Summer storms remind me of you,
And if I play the right music I fall in sync with the rhythm and let my heart dance to the tune of you and me, the songs my heartstrings would play when your fingers strummed them so.

I find myself pulled off to sides of roads
Either immersed in poetry for the ghost of us or immersed in my mind where your ghost resides and sometimes haunts me with the irrational notion that I lost the best.

I find the things I'd like to share with you
And find myself untyping the message to let you know because you'll read it but you won't read into it. In between the lines of it all, it simply says "I miss you."

I curse the way my heart curves
Around your figure and around what was, around what could've been and what was lost. I curse the way I find my heart still shamelessly open to yours.

Some things remain,
And I curse myself for merely wishing you had.
It's difficult that even with time people you'd prefer to let go of don't go away. It's a blessing and in this case a curse that I continue to feel and care about someone that shouldn't matter yet, at my dismay, does.

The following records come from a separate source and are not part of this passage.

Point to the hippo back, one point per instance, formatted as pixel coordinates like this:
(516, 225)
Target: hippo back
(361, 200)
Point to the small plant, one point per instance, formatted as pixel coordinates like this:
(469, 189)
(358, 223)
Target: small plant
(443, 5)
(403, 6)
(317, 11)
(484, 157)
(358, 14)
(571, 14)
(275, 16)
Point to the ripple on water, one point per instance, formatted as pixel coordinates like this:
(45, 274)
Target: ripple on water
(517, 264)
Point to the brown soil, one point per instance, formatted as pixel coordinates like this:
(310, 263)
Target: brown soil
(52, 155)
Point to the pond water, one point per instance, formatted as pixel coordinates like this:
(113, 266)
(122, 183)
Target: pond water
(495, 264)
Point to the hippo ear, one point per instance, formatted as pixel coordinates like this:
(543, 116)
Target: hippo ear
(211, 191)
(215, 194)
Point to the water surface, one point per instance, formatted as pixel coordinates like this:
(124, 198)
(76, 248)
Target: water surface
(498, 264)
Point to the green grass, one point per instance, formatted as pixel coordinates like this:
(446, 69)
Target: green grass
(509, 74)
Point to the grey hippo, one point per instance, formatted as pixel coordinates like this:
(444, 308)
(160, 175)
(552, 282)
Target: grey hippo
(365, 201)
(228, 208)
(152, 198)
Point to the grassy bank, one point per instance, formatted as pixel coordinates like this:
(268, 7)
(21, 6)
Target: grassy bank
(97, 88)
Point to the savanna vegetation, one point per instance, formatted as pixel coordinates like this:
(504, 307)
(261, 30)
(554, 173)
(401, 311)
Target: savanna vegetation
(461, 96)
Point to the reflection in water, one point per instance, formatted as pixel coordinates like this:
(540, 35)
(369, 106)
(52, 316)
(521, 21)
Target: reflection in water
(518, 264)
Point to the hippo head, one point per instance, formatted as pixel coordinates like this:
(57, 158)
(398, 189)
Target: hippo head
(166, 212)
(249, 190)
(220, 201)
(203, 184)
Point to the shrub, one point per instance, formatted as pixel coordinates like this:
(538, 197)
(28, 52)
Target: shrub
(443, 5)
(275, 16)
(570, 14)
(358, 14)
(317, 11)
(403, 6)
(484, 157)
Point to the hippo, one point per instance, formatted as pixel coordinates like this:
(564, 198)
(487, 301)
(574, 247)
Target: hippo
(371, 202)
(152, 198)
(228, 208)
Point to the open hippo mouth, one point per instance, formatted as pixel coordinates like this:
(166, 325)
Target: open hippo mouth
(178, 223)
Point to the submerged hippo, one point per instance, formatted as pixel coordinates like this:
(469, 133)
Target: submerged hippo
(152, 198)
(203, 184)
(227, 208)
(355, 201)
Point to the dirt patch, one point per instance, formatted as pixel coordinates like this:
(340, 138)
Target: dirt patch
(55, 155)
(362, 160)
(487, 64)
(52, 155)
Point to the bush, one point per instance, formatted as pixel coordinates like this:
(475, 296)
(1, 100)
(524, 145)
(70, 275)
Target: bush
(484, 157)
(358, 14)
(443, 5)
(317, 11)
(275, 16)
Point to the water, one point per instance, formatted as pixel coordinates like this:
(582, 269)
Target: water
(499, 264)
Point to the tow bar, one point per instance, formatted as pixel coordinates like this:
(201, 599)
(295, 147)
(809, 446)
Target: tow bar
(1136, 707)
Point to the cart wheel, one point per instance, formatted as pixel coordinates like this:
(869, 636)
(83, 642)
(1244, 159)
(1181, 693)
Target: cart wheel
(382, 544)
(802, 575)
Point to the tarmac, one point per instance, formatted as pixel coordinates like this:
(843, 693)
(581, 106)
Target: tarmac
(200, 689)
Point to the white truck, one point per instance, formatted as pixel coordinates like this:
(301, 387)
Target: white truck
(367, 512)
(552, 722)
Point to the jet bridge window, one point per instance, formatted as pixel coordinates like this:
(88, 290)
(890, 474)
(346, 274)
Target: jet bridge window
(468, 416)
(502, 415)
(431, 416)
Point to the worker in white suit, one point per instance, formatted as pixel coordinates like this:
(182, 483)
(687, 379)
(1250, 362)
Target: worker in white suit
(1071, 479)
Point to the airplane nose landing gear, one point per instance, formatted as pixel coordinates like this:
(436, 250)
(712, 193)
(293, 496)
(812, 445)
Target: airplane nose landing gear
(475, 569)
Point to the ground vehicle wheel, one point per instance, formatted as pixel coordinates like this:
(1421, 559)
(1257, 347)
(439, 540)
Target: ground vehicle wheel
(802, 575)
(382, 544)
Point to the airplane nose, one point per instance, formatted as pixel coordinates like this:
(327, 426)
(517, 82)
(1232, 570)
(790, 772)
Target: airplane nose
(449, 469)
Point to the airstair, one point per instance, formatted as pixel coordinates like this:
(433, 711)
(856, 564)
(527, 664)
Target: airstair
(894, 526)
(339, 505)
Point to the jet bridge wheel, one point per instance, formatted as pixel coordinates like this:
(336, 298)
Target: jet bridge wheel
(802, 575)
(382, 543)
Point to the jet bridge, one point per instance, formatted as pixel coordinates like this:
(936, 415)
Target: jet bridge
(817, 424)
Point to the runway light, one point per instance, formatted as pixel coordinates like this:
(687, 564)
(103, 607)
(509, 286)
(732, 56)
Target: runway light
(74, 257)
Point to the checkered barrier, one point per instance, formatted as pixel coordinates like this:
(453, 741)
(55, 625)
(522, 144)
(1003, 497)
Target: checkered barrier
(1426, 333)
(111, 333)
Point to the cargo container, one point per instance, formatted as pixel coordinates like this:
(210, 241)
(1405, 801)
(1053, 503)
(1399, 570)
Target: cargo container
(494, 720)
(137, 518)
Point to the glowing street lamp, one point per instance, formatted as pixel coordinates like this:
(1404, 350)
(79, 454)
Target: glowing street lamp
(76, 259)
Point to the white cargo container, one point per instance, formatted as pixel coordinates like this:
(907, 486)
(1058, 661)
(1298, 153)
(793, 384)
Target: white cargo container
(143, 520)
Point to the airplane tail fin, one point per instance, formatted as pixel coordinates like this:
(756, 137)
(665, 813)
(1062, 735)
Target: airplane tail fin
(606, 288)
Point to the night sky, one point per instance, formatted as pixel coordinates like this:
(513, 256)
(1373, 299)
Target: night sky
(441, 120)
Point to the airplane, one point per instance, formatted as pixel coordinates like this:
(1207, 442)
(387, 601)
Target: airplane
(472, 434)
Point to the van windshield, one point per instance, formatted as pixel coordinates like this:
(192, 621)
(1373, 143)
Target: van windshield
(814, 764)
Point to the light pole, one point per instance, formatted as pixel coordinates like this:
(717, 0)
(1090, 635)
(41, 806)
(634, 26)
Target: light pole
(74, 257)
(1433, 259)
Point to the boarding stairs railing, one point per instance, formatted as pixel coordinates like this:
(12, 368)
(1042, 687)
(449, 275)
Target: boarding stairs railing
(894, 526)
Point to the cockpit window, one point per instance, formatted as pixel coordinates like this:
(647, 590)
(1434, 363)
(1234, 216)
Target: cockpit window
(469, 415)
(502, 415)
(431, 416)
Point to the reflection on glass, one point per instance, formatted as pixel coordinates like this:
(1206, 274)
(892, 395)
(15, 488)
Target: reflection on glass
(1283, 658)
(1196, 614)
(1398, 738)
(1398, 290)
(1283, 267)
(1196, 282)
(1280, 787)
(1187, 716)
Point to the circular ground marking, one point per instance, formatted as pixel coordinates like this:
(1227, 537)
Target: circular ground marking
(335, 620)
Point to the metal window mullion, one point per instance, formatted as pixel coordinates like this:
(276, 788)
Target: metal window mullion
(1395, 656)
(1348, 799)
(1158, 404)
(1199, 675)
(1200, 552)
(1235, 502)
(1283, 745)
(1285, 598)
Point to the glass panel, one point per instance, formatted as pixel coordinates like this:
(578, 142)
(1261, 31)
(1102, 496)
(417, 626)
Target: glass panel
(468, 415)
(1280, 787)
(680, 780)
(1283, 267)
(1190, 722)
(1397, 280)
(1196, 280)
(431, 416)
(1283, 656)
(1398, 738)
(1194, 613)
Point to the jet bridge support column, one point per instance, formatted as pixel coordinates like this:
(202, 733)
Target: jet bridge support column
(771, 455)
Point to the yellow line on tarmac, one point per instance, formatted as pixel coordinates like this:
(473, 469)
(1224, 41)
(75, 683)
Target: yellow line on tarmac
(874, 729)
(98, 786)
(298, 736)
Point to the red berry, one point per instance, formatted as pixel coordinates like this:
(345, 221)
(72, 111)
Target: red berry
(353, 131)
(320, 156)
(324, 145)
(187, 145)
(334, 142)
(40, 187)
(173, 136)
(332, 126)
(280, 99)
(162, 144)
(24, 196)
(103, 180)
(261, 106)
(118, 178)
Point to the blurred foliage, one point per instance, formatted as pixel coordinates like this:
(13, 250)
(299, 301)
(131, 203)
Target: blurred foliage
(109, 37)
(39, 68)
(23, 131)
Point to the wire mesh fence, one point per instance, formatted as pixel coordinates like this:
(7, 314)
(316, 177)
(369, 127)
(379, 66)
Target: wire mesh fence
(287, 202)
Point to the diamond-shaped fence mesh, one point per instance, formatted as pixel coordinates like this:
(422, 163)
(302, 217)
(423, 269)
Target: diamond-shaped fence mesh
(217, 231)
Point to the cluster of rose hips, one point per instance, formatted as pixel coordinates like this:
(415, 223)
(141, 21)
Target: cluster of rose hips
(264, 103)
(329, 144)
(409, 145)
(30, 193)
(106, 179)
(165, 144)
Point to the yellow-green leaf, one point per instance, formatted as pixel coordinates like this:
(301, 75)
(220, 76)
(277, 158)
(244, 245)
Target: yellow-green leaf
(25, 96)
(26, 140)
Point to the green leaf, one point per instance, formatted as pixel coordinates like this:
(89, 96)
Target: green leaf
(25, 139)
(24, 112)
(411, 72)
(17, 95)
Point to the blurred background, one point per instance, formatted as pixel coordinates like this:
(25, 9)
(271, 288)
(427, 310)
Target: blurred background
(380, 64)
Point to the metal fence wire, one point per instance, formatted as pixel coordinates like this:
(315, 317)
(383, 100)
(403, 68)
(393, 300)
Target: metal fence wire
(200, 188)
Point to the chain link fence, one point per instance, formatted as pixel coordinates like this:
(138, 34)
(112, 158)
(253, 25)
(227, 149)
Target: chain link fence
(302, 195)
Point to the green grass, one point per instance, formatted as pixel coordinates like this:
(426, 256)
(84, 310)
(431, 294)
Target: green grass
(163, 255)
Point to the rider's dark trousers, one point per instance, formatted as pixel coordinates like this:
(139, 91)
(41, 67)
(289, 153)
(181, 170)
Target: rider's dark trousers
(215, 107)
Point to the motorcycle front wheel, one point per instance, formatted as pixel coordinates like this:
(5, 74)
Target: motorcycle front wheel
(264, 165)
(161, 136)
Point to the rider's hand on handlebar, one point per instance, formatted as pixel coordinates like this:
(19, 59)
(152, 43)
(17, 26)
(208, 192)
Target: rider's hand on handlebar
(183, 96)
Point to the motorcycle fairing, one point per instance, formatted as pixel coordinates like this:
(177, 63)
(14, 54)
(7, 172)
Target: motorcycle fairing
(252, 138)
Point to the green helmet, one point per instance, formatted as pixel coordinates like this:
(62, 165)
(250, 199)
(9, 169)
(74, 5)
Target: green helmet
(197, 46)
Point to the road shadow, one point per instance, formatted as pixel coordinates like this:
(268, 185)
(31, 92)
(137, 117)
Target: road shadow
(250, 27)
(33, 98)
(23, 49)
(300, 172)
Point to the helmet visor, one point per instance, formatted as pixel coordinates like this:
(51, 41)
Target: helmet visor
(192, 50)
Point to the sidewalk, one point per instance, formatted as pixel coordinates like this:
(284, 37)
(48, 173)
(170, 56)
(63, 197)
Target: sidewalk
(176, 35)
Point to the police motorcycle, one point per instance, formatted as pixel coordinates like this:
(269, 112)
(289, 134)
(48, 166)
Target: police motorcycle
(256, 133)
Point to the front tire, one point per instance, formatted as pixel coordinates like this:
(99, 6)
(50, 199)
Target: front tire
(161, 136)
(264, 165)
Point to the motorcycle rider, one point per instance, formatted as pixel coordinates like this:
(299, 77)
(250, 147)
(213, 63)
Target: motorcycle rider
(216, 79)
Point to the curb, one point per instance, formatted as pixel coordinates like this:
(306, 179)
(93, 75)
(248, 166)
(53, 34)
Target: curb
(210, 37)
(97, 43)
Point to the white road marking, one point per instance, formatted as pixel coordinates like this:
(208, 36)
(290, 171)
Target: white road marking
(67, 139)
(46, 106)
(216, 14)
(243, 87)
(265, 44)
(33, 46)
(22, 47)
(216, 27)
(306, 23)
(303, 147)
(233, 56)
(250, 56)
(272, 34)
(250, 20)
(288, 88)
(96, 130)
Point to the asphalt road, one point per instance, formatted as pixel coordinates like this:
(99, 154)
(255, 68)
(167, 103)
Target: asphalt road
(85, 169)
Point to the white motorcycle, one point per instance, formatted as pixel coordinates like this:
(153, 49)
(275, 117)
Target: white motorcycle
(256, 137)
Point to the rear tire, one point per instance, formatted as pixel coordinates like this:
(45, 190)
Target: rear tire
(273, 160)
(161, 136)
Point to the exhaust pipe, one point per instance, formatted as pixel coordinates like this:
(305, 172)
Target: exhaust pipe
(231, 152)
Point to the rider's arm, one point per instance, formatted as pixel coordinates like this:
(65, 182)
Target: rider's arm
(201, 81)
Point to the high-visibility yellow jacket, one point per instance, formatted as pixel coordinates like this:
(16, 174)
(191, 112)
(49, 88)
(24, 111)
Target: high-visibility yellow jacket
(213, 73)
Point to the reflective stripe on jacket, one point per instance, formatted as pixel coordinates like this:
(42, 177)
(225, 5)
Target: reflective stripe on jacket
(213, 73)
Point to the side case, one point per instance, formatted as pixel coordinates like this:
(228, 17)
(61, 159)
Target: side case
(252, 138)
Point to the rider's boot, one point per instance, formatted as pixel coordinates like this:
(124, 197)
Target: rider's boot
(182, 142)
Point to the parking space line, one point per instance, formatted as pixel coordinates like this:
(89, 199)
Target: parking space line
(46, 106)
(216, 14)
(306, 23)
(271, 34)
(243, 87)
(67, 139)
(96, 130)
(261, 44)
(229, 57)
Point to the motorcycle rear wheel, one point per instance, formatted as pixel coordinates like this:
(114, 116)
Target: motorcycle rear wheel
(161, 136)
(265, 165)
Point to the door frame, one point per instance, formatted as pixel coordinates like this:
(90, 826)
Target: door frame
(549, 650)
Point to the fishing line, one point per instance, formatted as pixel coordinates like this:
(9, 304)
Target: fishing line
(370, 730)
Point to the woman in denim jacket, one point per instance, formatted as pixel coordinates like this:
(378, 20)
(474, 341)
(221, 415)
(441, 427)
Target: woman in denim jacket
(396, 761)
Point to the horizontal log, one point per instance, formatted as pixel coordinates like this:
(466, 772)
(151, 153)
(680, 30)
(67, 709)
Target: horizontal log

I am nervous to post poems I write about him because it means I'm still struggling but I am where I am and beating myself up over it doesn't help. Writing does, sadly even if I write the same thing with a different rhyme scheme. This is my way of moving on, which is slow but nonetheless I know each poem helps. So for anyone reading- eventually I'll write about something else. For now this is what I need to write about, until I feel like he's fully gone.